An 80-unit resort consisting of 3BR lockoffs is proposed by Bluegreen to replace the Port Royal Racquet Club on Folly Field Road. If you own at Royal Dunes, Island Club or Marriott Barony you may be interested.

http://www.islandpacket.com/news/business/real-estate-news/article159096634.html


----------



## DianneL (Jul 4, 2017)

Thanks for the post. We own at Royal Dunes and do not look forward to the construction in the area or the additional traffic. As owners we expressed concern to the city prior to this getting off the ground, obviously to no avail.


----------



## Maple_Leaf (Apr 12, 2021)

I haven't been to Hilton Head since June 2019. Has construction begun on this Bluegreen resort at Port Royal? Perhaps this project was just another casualty of the Coronavirus?


----------



## rapmarks (Apr 12, 2021)

Did Bluegreen change business model,  they haven’t built a resort in a very long time, usually take over an existing resort


----------



## Maple_Leaf (Apr 23, 2021)

rapmarks said:


> Did Bluegreen change business model,  they haven’t built a resort in a very long time, usually take over an existing resort


I don't know about Bluegreen's business model, but as you can see they did jump through all the hoops to get permission to build new units in Port Royal on Hilton Head. Does anyone know if construction has started?


----------



## rapmarks (Apr 23, 2021)

Maple_Leaf said:


> I don't know about Bluegreen's business model, but as you can see they did jump through all the hoops to get permission to build new units in Port Royal on Hilton Head. Does anyone know if construction has started?

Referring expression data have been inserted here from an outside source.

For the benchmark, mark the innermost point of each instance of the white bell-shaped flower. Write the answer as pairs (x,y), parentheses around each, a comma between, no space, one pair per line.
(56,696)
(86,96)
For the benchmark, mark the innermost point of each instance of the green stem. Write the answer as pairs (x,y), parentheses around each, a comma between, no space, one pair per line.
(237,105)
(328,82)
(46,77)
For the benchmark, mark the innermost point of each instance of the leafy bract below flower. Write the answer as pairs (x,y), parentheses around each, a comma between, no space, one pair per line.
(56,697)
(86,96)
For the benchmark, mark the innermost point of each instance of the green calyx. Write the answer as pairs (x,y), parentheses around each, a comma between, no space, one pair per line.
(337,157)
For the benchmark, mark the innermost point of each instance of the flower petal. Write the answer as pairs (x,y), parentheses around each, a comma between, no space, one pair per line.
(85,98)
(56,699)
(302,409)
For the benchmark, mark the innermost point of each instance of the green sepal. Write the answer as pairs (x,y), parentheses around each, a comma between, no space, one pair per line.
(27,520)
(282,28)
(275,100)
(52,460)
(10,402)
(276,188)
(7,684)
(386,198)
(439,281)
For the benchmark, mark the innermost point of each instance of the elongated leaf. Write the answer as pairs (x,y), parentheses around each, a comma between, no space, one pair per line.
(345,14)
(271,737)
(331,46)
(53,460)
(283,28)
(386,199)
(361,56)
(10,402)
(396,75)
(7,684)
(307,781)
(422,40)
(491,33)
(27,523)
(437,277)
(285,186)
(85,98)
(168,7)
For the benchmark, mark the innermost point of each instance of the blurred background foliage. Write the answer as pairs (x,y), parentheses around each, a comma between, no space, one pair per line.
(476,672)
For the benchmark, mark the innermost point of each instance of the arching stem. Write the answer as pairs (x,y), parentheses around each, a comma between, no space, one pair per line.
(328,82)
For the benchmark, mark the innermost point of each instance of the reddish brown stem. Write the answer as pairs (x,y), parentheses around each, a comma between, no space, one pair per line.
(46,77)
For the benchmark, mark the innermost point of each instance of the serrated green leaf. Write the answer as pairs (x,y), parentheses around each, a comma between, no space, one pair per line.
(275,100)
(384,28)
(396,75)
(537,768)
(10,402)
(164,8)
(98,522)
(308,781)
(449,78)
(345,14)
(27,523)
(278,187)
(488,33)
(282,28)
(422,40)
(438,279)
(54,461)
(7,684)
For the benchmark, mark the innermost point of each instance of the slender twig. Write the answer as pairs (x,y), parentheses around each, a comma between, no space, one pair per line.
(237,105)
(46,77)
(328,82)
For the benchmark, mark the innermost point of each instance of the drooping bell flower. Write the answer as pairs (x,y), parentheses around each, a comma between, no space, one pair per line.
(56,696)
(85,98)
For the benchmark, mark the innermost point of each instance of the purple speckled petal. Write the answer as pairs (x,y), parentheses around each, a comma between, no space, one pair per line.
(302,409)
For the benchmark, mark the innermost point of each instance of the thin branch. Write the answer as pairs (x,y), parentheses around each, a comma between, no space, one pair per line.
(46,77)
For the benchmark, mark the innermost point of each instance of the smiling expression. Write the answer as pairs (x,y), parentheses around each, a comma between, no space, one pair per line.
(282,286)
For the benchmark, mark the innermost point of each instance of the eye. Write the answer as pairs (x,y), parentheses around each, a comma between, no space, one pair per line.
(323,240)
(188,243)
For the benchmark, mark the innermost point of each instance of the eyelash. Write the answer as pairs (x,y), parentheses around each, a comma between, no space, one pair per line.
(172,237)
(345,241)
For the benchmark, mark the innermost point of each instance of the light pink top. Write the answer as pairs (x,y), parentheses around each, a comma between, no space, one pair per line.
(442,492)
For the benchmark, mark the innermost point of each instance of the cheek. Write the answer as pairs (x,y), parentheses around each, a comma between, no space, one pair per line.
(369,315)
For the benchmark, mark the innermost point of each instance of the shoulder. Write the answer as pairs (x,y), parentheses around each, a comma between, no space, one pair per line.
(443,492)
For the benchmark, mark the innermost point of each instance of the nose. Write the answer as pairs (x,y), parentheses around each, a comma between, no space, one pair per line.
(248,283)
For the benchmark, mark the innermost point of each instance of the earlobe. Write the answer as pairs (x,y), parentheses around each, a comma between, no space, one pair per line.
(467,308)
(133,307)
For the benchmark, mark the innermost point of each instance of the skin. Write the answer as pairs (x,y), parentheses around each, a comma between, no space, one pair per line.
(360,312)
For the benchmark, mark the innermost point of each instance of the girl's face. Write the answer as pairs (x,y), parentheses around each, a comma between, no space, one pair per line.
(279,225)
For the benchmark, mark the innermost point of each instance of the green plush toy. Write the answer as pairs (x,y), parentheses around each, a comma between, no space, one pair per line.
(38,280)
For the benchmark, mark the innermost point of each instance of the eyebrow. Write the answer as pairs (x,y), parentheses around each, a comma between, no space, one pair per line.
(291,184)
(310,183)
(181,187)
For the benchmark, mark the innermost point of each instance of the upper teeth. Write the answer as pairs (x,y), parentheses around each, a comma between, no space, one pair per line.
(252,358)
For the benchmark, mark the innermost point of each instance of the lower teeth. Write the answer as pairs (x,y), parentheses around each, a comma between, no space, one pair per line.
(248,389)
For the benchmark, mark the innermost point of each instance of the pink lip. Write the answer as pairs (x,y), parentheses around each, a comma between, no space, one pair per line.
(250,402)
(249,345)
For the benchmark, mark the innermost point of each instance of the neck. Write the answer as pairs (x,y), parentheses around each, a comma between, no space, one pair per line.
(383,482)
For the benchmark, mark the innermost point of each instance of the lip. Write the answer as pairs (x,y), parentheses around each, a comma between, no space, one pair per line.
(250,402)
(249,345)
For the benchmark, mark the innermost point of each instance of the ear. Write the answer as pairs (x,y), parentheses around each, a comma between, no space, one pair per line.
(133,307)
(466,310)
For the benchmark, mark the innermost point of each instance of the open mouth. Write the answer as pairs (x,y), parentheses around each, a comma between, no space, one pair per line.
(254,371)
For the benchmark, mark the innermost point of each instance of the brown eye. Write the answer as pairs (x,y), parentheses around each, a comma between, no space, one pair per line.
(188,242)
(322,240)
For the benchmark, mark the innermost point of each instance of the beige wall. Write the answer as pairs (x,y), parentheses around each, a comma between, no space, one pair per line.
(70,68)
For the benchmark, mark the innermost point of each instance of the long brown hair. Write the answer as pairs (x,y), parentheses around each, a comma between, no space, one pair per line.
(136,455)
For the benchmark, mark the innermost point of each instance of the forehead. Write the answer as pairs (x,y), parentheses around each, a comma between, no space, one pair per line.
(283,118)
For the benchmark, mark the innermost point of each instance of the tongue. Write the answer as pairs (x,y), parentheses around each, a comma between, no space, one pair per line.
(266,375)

i didn’t realize this was a 2017 post, what ever happened. I never see it mentioned on Bluegreen resort addicts.


----------



## rapmarks (Apr 23, 2021)

On rereading, someone else is building and Bluegreen will manage.  That is how Bluegreen has been operating, managing and selling other construction projects. The only thing I saw was that plans were scaled back and  no lockouts.  Any thing recent?


----------